Simple regular expressions on a list of symbols instead of a string?

Simple regular expressions on a list of symbols instead of a string?

Post by George Pet » Tue, 14 Nov 2006 09:53:12


Hi all,

I want to use really simple regular expressions, in order to be able to
identify matching ranges in a tcl list. For example, assuming the pattern:

a b+ a

to be able to locate in the following list

c c c a b b a c c (where a, b, c can be symbols, i.e. words or other
structures)

the {a b b a} sublist.
How can this be implemented?
For sure, I cannot use the regexp command, as it only operates on
strings. I have to somehow convert the regular expression into an
automaton, which will be applied to the input.

I tried to use the grammar::fa from tcllib, but with limited success.
I tried the following:

package require grammar::fa
package require grammar::fa::dexec
grammar::fa fa
fa fromRegex {. {S a} {+ {S b}} {S a}}
fa determinize

But how can I apply the automaton to locate the sublist?
Up to now, I have tried:

proc executor_callback {op args} {
puts "$op: $args"; update
switch $op {
error {parser reset}
final {parser reset}
}
}

::grammar::fa::dexec parser fa -command executor_callback

foreach token {c c c a b b a c c} {
parser put $token
}

When I run the above code, I can see that there is a match, but I don't
know where.

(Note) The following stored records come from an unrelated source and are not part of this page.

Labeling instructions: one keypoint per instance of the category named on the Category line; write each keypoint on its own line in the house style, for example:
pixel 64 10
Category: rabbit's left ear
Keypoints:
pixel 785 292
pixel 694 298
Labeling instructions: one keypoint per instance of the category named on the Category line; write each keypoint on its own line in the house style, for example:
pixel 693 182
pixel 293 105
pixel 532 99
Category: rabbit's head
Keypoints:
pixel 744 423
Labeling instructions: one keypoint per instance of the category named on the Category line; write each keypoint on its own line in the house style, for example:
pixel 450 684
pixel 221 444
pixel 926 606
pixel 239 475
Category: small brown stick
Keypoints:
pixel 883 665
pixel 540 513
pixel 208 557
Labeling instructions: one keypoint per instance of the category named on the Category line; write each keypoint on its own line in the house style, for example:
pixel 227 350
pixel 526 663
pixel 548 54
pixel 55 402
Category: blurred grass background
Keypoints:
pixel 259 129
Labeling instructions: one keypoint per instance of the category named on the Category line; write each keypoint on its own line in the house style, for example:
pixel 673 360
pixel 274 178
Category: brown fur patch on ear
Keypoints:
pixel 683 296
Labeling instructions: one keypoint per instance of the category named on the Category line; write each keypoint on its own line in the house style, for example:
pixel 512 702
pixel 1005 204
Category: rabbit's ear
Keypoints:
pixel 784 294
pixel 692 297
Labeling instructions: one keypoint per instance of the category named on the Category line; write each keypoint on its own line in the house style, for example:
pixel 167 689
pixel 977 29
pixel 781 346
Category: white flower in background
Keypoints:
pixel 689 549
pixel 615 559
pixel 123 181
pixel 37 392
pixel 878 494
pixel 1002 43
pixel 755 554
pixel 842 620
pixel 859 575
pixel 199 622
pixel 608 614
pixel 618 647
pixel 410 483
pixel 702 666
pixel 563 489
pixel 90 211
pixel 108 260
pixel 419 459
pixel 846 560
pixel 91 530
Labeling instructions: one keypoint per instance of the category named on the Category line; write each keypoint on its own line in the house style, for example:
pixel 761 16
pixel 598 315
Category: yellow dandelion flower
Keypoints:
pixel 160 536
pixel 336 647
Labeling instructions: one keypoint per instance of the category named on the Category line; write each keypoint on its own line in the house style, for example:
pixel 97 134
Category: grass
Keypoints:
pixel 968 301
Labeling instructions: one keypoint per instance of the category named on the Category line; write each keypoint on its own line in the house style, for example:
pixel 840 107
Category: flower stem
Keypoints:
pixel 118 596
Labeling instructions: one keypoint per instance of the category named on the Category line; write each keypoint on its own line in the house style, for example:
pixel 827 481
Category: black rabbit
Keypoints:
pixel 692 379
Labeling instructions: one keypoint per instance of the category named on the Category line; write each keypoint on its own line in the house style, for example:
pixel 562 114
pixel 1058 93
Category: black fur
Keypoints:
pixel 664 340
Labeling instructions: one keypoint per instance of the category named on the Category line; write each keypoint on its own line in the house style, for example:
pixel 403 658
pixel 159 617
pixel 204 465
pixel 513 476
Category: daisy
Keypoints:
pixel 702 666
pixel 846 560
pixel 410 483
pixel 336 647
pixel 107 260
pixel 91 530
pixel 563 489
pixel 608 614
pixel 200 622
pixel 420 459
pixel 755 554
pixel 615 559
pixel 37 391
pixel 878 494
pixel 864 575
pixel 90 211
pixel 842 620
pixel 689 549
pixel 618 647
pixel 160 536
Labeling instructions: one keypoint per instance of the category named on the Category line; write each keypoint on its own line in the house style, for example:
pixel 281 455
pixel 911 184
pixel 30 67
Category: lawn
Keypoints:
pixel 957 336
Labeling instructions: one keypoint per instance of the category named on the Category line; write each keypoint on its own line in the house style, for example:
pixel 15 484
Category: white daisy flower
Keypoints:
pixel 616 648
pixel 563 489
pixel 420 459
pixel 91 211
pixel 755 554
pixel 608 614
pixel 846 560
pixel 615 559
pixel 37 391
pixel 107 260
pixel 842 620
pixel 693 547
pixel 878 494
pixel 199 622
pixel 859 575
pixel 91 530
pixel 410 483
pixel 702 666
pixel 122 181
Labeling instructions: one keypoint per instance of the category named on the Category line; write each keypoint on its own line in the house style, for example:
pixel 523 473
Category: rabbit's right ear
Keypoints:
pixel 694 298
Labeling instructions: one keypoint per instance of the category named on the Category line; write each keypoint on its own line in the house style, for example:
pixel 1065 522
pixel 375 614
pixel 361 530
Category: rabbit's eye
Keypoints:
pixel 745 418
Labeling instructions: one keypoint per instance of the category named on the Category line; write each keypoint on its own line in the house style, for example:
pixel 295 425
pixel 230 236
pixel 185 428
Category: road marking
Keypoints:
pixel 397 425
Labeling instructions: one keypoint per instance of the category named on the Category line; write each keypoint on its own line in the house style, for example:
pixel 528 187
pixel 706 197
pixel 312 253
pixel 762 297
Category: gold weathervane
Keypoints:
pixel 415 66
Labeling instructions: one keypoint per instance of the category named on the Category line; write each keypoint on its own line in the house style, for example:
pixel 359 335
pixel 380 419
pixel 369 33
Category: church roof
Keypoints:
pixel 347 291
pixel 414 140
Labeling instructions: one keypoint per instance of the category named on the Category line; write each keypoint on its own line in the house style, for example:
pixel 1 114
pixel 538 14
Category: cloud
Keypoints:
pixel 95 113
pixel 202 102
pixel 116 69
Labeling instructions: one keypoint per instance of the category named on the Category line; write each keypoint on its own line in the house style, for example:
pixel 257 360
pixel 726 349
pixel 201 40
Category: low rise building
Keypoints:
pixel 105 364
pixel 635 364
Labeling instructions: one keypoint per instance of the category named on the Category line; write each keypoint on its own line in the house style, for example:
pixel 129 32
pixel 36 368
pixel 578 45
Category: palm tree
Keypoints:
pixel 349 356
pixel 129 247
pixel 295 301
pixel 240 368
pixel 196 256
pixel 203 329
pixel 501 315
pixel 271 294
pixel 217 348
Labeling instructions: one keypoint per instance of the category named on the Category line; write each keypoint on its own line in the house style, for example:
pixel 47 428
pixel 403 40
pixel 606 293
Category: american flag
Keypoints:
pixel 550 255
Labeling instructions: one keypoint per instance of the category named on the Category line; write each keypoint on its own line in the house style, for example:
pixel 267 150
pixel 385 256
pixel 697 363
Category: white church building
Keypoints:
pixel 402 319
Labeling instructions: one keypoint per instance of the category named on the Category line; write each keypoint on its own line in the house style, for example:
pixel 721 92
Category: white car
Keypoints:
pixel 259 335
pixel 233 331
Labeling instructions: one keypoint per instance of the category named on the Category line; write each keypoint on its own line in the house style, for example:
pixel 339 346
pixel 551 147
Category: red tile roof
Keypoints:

Also, is there a way that I can control the matching of the
symbols?

When I put a symbol (lets say c), the automaton compares it with the
symbols a or b I have defined in the fromRegex command. Is there a way I
can do the comparison myself throw a callback?

The reason behind this is that my symbols are tcl lists. On my regular
expression I can have some constraints for each symbol, which look
specific list elements in the lists that are symbols. If I had a
callback with the two elements as input (the symbol pushed into the fa
and what I have given in the "S symbol" statements when building the fa)
then I could perform my application specific comparisons.

Finally, there is a package grammar::fa::compiler mentioned in the
documentation that seems missing. And I couldn't understand what the
packages grammar::me & grammar::peg do, and how can be used. Any help in
understanding them will be appreciated... :-)

George
 
 
 

Simple regular expressions on a list of symbols instead of a string?

Post by Bruc » Tue, 14 Nov 2006 10:22:11


Or, you could join the list into a string using a char that
can't be in any of your list elements, then also include that
char into your expressions, and go ahead and use regexp.
then re-split the string back into a list.

Bruce

 
 
 

Simple regular expressions on a list of symbols instead of a string?

Post by George Pet » Tue, 14 Nov 2006 10:32:49

O/H Bruce :


Not a solution for me :-) I have tried it and it was very slow.
My "symbols" are tcl lists with 7-8 elements, many of which are also
lists. And I have a few hundrends of them. Concatenating all this
information into a string (besides the fact that it will be a big
string) needs a very complex regular expression, just to check one-two
parameters. I need a better solution :-(

George